This is not true. E.g. the trace condition is satisfied when $n=2$ and
$$
K=\pmatrix{2&1\\ 1&1},\ u=\pmatrix{1\\ 1},\ v=\pmatrix{0\\ 1}.
$$
In general, as $(K+vv^T)^{-1}=K^{-1}-\frac{K^{-1}vv^TK^{-1}}{1+v^TK^{-1}v}$. If you put $P=K^{-1}$, using the tracial property, the trace condition can be rewritten as
$$
0=-\frac{v^TPv}{1+v^TPv}
+u^TPu-\frac{(u^TPv)^2}{1+v^TPv}
$$
or equivalently,
$$
(u^TPu)(1+v^TPv)-v^TPv-(u^TPv)^2=0.\tag{1}
$$
When $m_u\le m_v$, you may partition $P$ as
$$
\pmatrix{\ast&\ast&\ast\\ \ast&B&Z\\ \ast&Z^T&C}
$$
where $B$ is $(m_v-m_u)\times(m_v-m_u)$ and $C$ is $(n-m_v)\times(n-m_v)$. Let the sum of all entries in $B$ be $b$ and define $c$ and $z$ analogously for $C$ and $Z$. Condition $(1)$ can then be rewritten as
\begin{align}
&(b+c+2z)(1+c)-c-(c+z)^2=0\\
\Leftrightarrow\ &b(c+1)=z(z-2).\tag{2}
\end{align}
In the counterexample above, we have $P=K^{-1}=\pmatrix{1&-1\\ -1&2}$, so that $b=1,c=2$ and $z=-1$.
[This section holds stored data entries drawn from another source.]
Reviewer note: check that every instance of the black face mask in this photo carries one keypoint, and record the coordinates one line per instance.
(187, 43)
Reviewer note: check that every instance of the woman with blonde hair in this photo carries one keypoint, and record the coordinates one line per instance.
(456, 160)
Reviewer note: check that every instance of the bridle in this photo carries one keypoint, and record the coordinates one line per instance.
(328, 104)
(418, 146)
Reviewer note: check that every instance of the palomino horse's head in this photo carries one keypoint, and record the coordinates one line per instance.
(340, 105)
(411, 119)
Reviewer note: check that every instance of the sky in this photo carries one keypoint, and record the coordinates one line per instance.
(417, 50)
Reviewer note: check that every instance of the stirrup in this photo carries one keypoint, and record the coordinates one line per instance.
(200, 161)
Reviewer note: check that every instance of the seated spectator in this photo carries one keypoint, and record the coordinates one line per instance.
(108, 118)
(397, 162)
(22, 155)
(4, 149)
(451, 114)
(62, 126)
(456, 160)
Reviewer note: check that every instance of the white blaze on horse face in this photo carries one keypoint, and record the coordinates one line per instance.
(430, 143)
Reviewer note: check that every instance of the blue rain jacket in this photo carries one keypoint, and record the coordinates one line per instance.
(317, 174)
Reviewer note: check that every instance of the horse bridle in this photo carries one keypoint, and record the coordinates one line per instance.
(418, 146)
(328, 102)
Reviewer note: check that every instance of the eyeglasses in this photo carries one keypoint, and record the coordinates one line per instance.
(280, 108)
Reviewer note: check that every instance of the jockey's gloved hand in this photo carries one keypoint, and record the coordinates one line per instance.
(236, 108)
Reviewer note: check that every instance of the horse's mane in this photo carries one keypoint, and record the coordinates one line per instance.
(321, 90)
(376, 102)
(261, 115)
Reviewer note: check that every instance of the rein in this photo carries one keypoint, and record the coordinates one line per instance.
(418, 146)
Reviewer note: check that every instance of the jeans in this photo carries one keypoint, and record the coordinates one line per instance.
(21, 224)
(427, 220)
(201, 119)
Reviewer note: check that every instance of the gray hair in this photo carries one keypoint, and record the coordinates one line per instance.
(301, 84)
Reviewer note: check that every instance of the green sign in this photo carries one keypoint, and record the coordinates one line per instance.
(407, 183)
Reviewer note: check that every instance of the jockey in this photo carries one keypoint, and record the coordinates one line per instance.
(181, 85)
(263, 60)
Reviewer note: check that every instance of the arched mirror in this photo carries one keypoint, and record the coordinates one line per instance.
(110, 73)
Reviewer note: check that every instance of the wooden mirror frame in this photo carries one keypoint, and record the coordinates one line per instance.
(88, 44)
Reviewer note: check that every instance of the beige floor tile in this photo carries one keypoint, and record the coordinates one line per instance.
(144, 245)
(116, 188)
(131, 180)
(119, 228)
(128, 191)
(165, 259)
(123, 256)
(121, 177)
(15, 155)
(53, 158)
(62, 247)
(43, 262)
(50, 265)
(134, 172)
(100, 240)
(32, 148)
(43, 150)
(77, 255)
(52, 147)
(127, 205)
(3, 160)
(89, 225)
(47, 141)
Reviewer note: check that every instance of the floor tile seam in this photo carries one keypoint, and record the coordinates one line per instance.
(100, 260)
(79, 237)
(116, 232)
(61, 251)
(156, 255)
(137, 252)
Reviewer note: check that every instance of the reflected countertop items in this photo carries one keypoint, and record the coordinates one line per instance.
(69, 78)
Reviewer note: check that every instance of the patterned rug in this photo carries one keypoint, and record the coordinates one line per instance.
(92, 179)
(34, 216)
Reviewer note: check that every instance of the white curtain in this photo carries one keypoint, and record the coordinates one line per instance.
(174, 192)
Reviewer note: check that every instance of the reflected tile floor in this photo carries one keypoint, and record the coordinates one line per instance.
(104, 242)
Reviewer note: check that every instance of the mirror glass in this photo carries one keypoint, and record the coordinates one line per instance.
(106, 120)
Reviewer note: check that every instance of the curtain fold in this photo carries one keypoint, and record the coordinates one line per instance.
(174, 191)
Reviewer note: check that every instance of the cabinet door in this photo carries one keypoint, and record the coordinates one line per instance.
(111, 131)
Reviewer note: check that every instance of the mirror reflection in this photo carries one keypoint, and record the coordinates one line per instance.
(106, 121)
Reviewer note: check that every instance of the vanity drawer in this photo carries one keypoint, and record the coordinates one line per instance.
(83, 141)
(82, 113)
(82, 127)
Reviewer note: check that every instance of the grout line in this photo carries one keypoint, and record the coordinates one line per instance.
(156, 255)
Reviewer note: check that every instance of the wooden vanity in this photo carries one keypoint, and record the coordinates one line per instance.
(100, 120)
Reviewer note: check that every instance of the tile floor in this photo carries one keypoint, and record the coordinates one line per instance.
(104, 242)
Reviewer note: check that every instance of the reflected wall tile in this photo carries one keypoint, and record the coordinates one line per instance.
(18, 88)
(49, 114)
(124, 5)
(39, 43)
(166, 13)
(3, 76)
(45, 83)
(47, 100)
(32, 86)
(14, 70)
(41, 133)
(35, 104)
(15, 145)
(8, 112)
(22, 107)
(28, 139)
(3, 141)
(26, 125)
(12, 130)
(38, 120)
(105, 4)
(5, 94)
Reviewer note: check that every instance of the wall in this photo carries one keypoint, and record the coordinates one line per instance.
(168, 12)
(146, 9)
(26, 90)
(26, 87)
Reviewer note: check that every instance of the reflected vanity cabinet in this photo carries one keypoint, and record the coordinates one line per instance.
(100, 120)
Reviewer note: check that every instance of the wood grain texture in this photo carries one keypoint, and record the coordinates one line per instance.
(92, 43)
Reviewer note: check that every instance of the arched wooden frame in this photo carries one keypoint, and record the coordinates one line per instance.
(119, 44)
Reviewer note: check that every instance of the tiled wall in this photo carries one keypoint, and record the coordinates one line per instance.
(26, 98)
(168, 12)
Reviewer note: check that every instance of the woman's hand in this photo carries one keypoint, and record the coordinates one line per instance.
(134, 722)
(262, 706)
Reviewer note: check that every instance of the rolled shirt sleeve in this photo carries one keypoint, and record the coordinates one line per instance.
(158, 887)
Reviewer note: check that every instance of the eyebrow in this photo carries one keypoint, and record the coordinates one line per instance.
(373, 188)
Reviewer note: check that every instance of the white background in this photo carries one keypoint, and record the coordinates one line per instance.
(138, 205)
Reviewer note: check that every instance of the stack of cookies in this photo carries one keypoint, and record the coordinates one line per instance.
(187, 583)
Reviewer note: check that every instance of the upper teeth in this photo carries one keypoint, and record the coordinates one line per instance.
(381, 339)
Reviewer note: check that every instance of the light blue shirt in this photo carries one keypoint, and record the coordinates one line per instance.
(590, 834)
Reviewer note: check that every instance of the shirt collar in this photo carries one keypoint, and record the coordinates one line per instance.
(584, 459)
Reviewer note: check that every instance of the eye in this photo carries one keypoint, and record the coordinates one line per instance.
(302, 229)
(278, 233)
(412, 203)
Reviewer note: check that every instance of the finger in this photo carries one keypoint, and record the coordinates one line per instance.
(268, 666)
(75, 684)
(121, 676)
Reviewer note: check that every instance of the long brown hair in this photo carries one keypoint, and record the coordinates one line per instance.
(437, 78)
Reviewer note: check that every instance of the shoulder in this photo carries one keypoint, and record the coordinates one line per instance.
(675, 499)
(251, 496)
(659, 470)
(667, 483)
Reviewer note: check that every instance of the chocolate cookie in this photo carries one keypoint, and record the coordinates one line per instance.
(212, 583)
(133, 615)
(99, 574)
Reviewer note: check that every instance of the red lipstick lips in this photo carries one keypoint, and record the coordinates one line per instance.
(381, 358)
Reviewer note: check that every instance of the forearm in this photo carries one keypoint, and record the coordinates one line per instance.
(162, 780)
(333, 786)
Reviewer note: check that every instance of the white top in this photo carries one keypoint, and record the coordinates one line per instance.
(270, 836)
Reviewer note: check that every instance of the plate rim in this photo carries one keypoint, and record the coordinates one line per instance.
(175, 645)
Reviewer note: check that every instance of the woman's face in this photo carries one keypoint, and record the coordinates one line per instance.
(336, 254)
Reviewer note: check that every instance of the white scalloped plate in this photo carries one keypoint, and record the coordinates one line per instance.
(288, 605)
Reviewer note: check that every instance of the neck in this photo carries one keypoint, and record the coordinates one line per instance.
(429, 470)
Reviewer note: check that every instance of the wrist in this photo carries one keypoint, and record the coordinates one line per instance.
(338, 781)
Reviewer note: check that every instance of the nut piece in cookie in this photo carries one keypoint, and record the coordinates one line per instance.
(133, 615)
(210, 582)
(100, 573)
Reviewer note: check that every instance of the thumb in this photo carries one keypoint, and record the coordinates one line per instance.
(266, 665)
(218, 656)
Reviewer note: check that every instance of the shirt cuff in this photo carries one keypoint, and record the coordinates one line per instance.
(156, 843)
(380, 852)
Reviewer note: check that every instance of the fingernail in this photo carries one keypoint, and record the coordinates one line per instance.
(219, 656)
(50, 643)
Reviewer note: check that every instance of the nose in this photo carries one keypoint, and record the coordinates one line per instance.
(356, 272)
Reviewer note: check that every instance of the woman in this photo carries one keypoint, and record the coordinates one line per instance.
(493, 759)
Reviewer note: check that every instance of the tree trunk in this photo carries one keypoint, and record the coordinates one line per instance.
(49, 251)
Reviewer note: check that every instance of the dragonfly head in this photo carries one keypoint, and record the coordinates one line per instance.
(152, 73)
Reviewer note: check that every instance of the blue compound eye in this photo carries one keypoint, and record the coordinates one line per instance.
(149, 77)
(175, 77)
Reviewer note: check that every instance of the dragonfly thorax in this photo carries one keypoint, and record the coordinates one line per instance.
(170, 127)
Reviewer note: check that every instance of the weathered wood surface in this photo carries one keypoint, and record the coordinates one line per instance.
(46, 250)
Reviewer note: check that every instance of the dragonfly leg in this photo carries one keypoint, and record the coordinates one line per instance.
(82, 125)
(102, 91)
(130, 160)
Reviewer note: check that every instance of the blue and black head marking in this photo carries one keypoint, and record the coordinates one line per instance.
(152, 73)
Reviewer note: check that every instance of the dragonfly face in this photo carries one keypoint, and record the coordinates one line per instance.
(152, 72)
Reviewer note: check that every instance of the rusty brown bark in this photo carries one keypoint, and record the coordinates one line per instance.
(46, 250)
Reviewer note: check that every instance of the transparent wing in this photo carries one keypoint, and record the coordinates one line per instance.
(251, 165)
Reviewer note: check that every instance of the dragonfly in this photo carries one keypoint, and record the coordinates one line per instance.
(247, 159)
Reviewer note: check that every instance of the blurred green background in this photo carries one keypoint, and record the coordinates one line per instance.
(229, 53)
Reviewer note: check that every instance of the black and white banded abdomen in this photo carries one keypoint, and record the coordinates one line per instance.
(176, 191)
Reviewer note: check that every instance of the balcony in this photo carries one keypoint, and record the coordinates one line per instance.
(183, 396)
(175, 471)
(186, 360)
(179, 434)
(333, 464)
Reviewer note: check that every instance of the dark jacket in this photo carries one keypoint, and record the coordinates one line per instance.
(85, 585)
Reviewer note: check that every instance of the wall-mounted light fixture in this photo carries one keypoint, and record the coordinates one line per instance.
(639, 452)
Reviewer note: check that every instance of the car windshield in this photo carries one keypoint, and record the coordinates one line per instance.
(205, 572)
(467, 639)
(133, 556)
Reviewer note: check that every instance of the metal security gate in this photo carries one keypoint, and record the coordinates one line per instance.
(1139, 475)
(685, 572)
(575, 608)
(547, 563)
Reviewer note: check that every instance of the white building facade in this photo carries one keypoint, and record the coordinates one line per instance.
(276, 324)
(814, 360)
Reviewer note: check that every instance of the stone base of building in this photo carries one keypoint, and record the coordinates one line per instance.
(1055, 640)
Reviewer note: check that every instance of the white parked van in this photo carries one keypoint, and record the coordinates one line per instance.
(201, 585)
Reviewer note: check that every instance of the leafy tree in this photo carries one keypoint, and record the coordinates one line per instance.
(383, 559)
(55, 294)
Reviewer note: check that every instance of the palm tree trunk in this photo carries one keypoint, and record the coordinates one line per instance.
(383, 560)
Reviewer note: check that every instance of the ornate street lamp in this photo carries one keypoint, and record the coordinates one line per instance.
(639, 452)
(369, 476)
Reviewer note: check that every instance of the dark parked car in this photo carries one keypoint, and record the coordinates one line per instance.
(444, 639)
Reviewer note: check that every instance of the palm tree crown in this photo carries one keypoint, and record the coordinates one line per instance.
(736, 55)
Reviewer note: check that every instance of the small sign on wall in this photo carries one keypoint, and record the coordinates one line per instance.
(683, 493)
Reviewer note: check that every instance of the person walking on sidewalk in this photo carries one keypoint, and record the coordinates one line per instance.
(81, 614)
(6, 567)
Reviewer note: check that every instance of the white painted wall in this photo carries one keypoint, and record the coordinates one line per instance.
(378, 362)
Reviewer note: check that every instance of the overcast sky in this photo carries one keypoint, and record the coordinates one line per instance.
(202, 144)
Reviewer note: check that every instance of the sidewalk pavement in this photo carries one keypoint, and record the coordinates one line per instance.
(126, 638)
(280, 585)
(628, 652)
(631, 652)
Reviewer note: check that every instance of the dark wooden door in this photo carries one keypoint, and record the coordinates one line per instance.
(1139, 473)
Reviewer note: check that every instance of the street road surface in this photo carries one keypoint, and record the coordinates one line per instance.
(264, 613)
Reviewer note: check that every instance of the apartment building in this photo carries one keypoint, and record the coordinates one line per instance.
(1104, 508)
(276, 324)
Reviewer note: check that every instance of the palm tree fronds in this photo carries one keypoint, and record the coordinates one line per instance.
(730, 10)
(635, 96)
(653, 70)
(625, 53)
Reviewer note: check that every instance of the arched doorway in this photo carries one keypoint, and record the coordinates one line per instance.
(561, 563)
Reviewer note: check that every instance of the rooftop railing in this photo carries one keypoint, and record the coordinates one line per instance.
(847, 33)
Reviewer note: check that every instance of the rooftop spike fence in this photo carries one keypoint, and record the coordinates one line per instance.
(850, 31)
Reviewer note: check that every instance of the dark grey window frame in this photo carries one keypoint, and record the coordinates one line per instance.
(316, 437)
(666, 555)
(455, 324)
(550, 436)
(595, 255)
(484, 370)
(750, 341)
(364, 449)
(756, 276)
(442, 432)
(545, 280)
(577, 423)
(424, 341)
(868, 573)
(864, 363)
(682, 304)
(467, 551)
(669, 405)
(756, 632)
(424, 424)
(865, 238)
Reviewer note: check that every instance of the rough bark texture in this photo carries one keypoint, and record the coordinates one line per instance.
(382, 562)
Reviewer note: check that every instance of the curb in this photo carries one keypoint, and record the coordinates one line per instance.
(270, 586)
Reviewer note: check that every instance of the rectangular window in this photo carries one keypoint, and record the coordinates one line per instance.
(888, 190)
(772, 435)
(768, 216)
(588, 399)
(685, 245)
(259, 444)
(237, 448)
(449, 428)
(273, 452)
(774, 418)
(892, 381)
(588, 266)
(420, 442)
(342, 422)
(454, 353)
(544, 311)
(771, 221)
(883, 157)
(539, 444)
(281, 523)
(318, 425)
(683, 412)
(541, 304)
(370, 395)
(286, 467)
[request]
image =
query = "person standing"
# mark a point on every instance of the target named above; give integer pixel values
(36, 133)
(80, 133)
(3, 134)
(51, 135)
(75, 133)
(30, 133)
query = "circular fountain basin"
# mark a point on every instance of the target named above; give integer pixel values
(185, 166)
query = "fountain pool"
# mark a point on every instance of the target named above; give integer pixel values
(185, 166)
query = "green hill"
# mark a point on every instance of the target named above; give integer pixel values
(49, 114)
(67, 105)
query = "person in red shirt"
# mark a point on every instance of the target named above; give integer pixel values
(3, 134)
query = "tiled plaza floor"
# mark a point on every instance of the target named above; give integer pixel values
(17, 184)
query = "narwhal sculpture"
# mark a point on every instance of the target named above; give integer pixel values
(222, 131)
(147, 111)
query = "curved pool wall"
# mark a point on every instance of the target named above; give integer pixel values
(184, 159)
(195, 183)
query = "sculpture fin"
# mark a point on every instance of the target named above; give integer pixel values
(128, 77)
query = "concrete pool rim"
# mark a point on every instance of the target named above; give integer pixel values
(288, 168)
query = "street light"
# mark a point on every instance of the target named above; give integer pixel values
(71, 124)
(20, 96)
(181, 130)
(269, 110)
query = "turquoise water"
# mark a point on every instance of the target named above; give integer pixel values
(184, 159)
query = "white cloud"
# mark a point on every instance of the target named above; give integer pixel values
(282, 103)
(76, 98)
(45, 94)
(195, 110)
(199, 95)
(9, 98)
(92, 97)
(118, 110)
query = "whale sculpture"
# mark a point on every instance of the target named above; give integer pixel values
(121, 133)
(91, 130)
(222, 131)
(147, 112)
When $m_u>m_v$, you can partition $P$ analogously, but this time, $B$ is $(m_u-m_v)\times(m_u-m_v)$ and $C$ is $(n-m_u)\times(n-m_u)$. The trace condition in this case becomes
\begin{align}
&c(1+b+c+2z)-(b+c+2z)-(c+z)^2=0\\
\Leftrightarrow\ &b(c-1)=z(z+2).\tag{3}
\end{align}
So, even when $u\ne v$, it can happen that $(2)$ or $(3)$ hold when the values of $b,c,z$ are appropriate.